Er is wel gezegd dat de vertaling te moeilijk zou zijn. En een bijna unanieme klacht in de recensies was dat de teksten zo onverstaanbaar waren.
“Ik weet niet precies waar dat aan ligt. Het zijn geen eenvoudige gedichten, het is literair werk. Ik denk dat ook in de Engelse versie de gemiddelde bezoeker vrijwel alles zal ontgaan. Dat is de moeilijkheidsgraad van de teksten. Maar als ik de plaat hoor, denk ik vaak wel: als je dat nou een fractie van een seconde had vastgehouden, als je dat accent nu net ietsje anders had gelegd, dan was het wél te verstaan geweest. Vooral voor buitenlanders die in een andere taal moeten zingen zijn dat soort subtiliteiten heel moeilijk. Dan is het dus geen kwestie van taal maar een kwestie van het strottehoofd.”
“Maar ik moet er wel op wijzen dat ik 300 opera’s gezien heb, en 300 keer de tekst niet gehoord heb. De laatste zangeres van wie ik woord-voor-woord heb kunnen verstaan wat ze zong, was Barbara Streisand. En die hoop ik nooit meer te horen. Ach, het is toch leuk te weten dat omdat jij dat beslist hebt, de mond van de acteur op een gegeven moment een o-vorm moet aannemen. Bovendien zijn er tekstboekjes, dat schept de ruimte om naar de boekhandel te lopen om het betreffende boekje aan te schaffen en nog eens na te genieten.”
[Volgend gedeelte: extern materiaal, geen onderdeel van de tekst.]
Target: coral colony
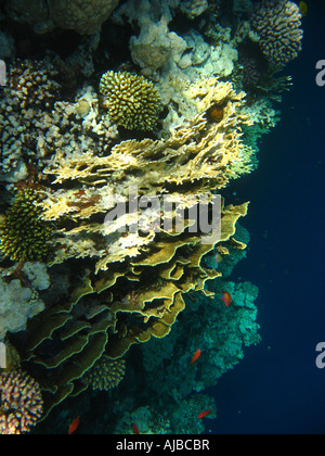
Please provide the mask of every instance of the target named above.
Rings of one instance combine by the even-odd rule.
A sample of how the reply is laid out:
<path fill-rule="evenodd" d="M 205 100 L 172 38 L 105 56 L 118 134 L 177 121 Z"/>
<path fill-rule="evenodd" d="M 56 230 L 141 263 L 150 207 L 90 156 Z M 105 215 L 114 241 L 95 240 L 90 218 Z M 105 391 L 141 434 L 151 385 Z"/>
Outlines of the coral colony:
<path fill-rule="evenodd" d="M 205 390 L 259 342 L 258 289 L 231 276 L 249 203 L 226 189 L 280 121 L 301 13 L 231 4 L 4 1 L 0 433 L 78 432 L 96 390 L 88 432 L 202 433 Z M 20 28 L 42 51 L 22 52 Z"/>

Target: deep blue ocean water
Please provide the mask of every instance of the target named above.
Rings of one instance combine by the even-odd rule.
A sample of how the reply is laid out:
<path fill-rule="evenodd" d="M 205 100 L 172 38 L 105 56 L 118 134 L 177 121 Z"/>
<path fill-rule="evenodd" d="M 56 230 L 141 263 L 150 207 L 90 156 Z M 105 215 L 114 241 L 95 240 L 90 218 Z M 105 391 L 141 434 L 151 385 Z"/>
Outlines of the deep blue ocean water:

“En over die moeilijke woorden: er wordt me in het algemeen verweten dat ik wel eens een woord gebruik dat niet iedereen kent. Ik begrijp nooit hoe iemand het lef heeft dat te zeggen, dat is toch gênant? Maar de woorden in Cats zijn niet mijn moeilijke woorden, het zijn Mr. Eliots moeilijke woorden. En Eliot is ook niet altijd even leuk.”
“Ik begrijp bijvoorbeeld absoluut niet wat hij nou met die spoorwegkat moest, daar vind ik niks aan. De verleiding om te ver van het origineel af te wijken is dan wel eens groot, maar je mag eigenlijk niet meer mooie vondsten gebruiken dan er in de oorspronkelijke tekst staan. Maar die kunnen wel eens ergens anders terecht komen, je compenseert iets dat verloren moet gaan elders.”
“Alles bij elkaar ben ik wel tevreden ja. Ik heb hier veel tijd in gestopt. Het duurt nog een héél lang voordat iemand deze vertaling verbetert.”
Het is zondag, dus het personeel heeft vrij. De gastheren worden er niet minder gastvrij van: we gaan uit eten en ik moet de mooiste wijn van Portugal proeven. Op de terugweg in de oude Zephir zingt Komrij zuiver en luidkeels Memory. In het Engels.
Achtergrondnoot: toen Carré een eeuw bestond, in 1987, kwamen ze daar met een Nederlandse versie van de musical Cats, waarin de kattengedichten van T.S. Eliot gezongen en gespeeld worden. Toevallig bestond daar al een Nederlandse vertaling van, van Gerrit Komrij, en die zou ook gebruikt gaan worden.
Goeie aanleiding om met hem te gaan praten. Dat vond ook K.L. Poll, indertijd baas van het Cultureel Supplement van de NRC, toen ik het hem voorstelde. Alleen moest dan wel een redacteur het gaan doen, niet ik, meende hij, en stal schaamteloos mijn idee.
Niet voor een gat te vangen, stapte ik met mijn voorstel naar Vrij Nederland, maar ai, daar moest indertijd nog wekenlang democratisch overlegd worden over of ik wel helemaal naar Portugal mocht. Toen de ja-stemmen in de meerderheid bleken, was het te laat. Komrij was niet enthousiast geworden van het telefoontje van de NRC-redacteur, en had ook in mij geen zin.
Een jaar later kwam het allemaal helemaal goed. Er ging een nieuwe serie Cats van start, en ik toog alsnog naar Portugal. Bovenstaand gesprek vond plaats op 7 augustus 1988. Na een indrukwekkende hoeveelheid bier. Het ging goed. Toen mocht ik blijven slapen. Gelukkig. Want de reis vanuit Porto per taxi was die ochtend nogal lang geweest. Nog altijd kan ik Terence Trent d’Arby niet horen zonder aan die avond te denken (Sign your name across my heart…).
Het interview is ook verschenen in de twee edities van ‘Het vermogen te verlangen (9 letters), gesprekken over taal en het menselijk brein’.
Intussen leek Cats onuitroeibaar. Op 7 oktober 2006 ging de musical nog weer eens in première. Opnieuw met de teksten van Komrij. Raar, en ook echt erg dat hij er niet meer is.